全日本病院協会の猪口雄二会長は、診療報酬の改定率を上回る財源が賃上げに割かれたことに触れ、「我々がどこまで答えられるかが非常に重要だ。上げた部分は全て人件費に還元しなければいけない。その推移をしっかりと見てみたい」と述べた。また、物価高騰の中で入院時の食費の引上げが30年ぶりになされたことも評価したうえで、「人件費も食費も払ってしまう。病院は今経営状態が非常に悪いが、一体何が残るかという心配がかなり強くある」と話した。
◎入院基本料や初・再診料を引上げは「忸怩たる想い」 確実な賃上げ「検証を」
一方、同日会見に臨んだ支払側からは、「検証」の必要性を求める声が相次いだ。全国健康保険協会の鳥潟美夏子理事は、「40歳未満の勤務医師事務職員等の賃上げ措置として、入院基本料や初・再診料を引上げることは、支払側が求めた方法と異なる形となるが、入院医療における栄養管理、人生最終段階の意思決定支援、身体的拘束の最小化、外来医療における日常的な感染防止策の底上げと医療の質の向上につながると受け止めている。看護職員や病院薬剤師等の医療関係職種の賃上げ対応として新設されるベースアップ評価料とともに、確実に賃上げが実施されたのか、丁寧に検証する必要がある」と述べた。
日本経済団体連合会社会保障委員会医療・介護改革部会部会の眞田享部会長代理は、「初・再診料や入院基本料をはじめとする診療報酬の引上げは、患者負担の増加、保険料負担の増加に直結する。医療従事者の賃上げに確実に充当されているのか、しっかり確認をし、検証していくことが不可欠ではないか」と指摘した。

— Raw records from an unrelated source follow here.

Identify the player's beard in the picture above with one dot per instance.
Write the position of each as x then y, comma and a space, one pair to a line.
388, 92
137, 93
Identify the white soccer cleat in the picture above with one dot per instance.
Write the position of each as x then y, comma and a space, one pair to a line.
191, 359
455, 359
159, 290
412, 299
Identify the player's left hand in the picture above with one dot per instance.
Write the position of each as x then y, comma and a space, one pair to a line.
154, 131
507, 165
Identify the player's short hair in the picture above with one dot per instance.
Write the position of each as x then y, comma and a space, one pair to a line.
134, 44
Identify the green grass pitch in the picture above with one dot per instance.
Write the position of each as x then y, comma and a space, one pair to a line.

日本労働組合総連合会総合政策推進局の佐保昌一局長は賃上げに際し、「労使できちんと話し合って決めていただきたい」と求め、厚労省には事務連絡の発出などで周知することを改めて求めた。「賃上げの確実な実行とともに継続的な処遇改善に向けたさらなる施策が求められていると考え、医療機関全体の賃上げ、働き方改革、人材確保について今回の診療報酬改定の検証と、さらなる取り組みを求めていきたい」と述べた。
健康保険組合連合会(健保連)の三宅泰介政策部長は、賃上げの必要性に理解を示したうで、その方法として入院基本料、初・再診料の引上げがなされたことについて、「我々としては忸怩たる想いもある」と吐露。「医療経済実態調査で明らかとなった病院と診療所の経営状況の違いも踏まえ、全てのこの対象の医療従事者に対する確実な賃上げが行われたのか、これは丁寧に検証していただき、目的が達成できていない場合には、次回改定で見直すということも当然だと考えている。引き続き中医協においてしっかり議論に臨みたい」と述べた。